Recuerda que siempre quisiste volar, recuerda que las aves significaron algo para ti todas las noches en las que llorabas en el vehículo abandonado.

La luz desaparece.

Imaginarme que puedo volar no es sencillo cuando sé que el suelo me espera ansioso. Las aves son seres maravillosos, ordenados y solidarios, lejos de lo que yo siento en mi mente este momento. No quiero convertirme en pájaro para batallar contra un demonio. No quiero volar, no quiero flotar, solo deseo... Bueno, ya no sé qué deseo.

«Vencer los miedos es un trabajo de doble turno», supo decirme mi madre y tenía razón. No tengo tiempo para pensar en ellos mientras las almas puras sufren.

Cierro los ojos y siento que en mi espalda algo sucede. Siento ardor y dolor. Ya no es la misma velocidad de descenso, hasta puedo jurar que comienzo a flotar, a levitar y el viento, que antes era agresivo, ahora acaricia mi rostro como si fueran las manos suaves de mi madre. Abro los ojos para descubrir que tengo unas grandes alas con la combinación perfecta de un blanco inmaculado y un celeste brillante que me ayudan a apoyar mis pies con calma sobre el suelo mientras mis enemigos me observa molesto,

—Suerte, pura suerte, es lo que te envuelve últimamente —expresa Arniscan con desprecio.

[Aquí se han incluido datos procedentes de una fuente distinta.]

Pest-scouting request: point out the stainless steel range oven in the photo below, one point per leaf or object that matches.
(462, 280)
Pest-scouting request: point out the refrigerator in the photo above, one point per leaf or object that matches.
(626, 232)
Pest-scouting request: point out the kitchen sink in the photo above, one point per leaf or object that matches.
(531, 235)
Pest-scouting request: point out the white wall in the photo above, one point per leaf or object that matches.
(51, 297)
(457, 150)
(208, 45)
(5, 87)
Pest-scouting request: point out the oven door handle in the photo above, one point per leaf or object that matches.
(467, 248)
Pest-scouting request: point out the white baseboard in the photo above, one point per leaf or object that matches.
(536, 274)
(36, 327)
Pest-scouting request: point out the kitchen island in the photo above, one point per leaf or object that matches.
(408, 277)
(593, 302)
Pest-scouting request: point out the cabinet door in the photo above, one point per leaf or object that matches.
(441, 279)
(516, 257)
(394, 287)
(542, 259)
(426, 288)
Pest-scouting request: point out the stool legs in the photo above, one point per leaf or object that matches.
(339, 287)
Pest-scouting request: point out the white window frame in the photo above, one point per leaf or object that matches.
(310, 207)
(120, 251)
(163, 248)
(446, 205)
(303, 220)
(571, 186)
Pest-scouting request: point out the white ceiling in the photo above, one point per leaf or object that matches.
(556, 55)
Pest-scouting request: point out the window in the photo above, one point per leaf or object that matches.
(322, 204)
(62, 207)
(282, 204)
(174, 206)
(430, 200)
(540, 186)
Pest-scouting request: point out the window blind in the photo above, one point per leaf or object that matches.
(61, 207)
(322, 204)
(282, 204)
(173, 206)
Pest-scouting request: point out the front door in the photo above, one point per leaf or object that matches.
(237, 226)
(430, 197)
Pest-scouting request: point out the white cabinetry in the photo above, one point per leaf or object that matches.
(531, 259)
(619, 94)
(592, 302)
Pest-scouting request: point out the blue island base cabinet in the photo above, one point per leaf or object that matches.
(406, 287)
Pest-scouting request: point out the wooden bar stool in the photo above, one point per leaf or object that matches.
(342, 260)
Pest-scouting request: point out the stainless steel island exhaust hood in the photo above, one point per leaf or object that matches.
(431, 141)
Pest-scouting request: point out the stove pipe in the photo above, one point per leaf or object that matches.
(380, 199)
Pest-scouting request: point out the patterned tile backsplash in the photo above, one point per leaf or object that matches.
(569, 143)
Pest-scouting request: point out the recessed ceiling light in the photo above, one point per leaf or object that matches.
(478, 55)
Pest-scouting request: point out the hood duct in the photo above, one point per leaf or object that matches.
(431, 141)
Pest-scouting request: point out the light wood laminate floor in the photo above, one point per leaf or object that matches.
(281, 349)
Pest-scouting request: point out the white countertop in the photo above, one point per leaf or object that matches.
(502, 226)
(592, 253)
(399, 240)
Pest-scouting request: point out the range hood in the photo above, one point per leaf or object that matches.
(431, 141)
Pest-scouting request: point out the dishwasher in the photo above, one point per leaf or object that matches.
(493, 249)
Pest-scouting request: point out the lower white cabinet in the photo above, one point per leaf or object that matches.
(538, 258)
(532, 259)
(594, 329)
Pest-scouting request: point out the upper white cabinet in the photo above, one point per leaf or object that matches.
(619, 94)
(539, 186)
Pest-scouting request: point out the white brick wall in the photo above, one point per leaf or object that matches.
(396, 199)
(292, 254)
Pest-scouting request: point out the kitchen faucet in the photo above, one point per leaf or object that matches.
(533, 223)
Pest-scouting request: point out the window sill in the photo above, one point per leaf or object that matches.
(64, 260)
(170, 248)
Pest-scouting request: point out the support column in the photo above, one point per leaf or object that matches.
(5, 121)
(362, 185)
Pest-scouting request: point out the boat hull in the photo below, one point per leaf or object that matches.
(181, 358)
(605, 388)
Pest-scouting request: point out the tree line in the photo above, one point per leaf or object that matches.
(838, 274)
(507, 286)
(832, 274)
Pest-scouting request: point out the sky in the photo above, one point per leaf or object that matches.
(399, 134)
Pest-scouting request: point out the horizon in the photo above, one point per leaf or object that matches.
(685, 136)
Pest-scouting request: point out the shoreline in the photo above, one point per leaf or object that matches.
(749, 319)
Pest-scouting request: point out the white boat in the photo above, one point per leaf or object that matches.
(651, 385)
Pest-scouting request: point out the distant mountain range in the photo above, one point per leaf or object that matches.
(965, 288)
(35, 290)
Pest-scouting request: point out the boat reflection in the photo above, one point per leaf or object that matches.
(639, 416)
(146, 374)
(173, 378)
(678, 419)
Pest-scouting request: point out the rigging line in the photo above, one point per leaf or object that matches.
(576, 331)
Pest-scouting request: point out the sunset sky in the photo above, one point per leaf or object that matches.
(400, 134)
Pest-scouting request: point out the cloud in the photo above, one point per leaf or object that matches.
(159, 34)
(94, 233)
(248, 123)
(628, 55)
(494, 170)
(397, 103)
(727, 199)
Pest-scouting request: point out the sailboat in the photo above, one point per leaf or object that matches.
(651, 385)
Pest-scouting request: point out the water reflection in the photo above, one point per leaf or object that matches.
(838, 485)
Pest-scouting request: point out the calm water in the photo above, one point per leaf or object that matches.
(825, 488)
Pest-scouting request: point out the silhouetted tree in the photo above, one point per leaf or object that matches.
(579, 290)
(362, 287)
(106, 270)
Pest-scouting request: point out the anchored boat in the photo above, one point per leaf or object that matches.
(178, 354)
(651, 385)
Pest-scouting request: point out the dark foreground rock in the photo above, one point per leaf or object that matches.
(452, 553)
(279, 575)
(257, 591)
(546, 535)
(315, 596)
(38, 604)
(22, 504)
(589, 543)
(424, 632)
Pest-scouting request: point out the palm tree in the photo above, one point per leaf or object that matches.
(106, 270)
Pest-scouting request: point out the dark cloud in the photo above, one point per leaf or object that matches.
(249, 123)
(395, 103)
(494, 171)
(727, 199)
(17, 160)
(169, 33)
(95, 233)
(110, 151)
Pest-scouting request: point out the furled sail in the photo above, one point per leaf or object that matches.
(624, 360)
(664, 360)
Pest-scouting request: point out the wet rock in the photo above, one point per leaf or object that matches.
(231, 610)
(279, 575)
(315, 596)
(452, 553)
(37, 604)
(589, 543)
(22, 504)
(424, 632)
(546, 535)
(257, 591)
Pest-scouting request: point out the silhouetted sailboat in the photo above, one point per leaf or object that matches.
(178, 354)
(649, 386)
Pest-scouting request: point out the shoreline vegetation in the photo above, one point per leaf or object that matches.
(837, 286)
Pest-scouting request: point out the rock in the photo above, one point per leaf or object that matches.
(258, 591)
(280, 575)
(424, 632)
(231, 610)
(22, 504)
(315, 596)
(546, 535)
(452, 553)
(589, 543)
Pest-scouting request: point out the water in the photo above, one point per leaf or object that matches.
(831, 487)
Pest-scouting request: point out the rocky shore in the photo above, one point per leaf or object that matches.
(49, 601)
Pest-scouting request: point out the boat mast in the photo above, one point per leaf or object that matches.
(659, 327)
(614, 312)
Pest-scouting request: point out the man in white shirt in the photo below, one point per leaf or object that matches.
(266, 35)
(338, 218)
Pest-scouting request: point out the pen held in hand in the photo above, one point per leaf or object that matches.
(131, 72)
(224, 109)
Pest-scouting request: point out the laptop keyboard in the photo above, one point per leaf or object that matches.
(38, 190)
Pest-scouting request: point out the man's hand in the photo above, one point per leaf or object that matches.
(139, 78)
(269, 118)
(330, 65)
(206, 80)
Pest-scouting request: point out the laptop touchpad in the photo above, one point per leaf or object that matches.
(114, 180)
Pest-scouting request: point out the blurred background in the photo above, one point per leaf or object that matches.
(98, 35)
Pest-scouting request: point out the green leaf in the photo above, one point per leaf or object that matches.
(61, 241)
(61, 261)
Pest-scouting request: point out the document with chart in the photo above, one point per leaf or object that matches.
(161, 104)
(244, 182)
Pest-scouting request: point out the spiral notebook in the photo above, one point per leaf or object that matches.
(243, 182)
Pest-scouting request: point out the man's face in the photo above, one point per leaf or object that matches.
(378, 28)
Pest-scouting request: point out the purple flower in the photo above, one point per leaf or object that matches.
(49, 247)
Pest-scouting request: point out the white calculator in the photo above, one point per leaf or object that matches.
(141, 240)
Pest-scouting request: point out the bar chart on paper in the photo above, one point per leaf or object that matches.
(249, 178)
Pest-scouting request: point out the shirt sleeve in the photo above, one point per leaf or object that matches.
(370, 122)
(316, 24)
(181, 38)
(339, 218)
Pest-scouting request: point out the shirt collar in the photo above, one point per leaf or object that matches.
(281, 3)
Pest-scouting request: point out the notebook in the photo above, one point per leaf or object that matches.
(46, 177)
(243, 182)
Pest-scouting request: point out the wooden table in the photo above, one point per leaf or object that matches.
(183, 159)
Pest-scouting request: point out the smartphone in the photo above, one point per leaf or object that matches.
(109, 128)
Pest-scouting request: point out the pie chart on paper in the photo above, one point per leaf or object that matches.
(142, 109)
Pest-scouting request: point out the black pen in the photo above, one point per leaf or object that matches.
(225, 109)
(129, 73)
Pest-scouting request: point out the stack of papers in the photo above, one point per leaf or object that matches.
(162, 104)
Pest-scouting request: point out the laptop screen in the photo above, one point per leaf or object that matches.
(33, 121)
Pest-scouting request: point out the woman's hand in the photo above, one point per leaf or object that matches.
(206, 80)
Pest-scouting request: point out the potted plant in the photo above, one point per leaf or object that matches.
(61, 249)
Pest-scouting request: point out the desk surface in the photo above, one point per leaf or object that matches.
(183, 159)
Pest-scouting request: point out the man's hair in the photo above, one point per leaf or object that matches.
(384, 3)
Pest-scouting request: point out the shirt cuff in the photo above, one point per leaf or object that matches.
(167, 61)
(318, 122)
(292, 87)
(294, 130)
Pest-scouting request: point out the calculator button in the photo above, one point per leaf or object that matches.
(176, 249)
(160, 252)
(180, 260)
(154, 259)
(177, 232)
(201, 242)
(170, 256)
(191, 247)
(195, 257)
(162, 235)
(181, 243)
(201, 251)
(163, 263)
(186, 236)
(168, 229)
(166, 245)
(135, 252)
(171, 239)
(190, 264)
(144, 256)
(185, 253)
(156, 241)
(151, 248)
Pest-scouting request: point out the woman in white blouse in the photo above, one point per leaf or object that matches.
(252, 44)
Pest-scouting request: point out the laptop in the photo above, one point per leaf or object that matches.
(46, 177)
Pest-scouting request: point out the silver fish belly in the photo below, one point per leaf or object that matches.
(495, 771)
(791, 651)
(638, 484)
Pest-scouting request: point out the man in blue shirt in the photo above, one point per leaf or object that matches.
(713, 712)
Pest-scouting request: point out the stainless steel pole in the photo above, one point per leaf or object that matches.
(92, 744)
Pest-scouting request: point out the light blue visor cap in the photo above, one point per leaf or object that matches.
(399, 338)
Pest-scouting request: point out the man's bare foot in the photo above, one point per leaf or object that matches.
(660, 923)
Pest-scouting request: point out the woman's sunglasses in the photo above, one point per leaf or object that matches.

—Puede ser —digo sin dejar de admirar mis alas, es un sueño hecho realidad.

—Sin embargo, con esas cosas plumíferas no me podrás vencer —advierte con una leve sonrisa.

—Eres el demonio del engaño, por lo tanto no sé si creerte.

—Haz lo que quieras pero no vuelvas a romper las reglas.

—No me hace falta, acabaré con ustedes dos, sin la necesidad de ningún conjuro o maleficio.

—Eso lo veremos.

Arremete contra mí a toda velocidad y yo espero el impacto.